ERISA -- 2008



LaRue v. DeWolff, Boberg & Assocs., Inc.   (U.S. Supreme Court)

Whether 401(k) participant can sue administrator for losses that only affect that participant

James LaRue, an employee with retirement benefits under his company's 401(k) plan, sued the plan administrator alleging the administrator failed to carry out LaRue's investment instructions, resulting in a loss of $150,000 to his account. The lower courts ruled that LaRue's suit was invalid because the Employee Retirement Income Security Act (ERISA) only allows suits on behalf of the plan and not for individual recoveries.

The Supreme Court ruled 2/20/08 that ERISA does allow individuals to sue plan administrators even though the only damage alleged is to the individual's own account.
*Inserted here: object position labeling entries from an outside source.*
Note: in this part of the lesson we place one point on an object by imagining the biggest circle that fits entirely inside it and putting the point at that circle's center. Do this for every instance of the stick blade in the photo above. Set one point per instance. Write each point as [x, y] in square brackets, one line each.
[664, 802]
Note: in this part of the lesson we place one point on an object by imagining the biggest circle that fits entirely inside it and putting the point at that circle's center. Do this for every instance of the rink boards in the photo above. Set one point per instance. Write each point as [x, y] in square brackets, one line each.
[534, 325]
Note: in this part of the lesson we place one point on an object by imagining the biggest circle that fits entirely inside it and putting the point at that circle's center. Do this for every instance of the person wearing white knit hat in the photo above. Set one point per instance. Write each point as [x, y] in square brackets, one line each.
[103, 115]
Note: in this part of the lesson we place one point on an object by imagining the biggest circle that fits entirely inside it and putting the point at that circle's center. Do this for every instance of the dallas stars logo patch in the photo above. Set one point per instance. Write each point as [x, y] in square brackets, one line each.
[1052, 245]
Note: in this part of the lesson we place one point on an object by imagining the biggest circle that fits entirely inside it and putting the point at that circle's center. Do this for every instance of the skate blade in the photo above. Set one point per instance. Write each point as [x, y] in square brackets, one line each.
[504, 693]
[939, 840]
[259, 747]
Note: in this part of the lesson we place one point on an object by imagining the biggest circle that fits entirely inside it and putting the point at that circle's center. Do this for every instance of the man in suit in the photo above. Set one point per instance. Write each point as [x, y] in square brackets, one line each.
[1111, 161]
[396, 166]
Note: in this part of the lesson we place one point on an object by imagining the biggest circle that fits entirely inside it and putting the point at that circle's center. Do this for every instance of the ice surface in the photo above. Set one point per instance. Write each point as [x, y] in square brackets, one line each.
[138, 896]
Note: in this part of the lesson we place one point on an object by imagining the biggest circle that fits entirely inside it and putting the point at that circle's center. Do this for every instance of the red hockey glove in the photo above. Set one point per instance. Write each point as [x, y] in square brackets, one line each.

The statute provides a remedy for individuals to sue administrators of defined benefit plans (pensions) for fiduciary breaches that affect the ability of the plan to pay out defined benefits, and now this ruling holds that the statute provides a remedy for individuals to sue for breaches that affect the payment of their individual benefits in defined contribution plans. The Court did not address the issue whether ERISA allows suits for money damages under a provision that limits remedies to "equitable relief."

This decision means that 401(k) plan administrators must exercise reasonable care as fiduciaries when carrying out their obligations on behalf of plan beneficiaries. They will still be protected against suits arising from investment decisions made by beneficiaries, but they have to carry out those investment directions according to the provisions in the plan.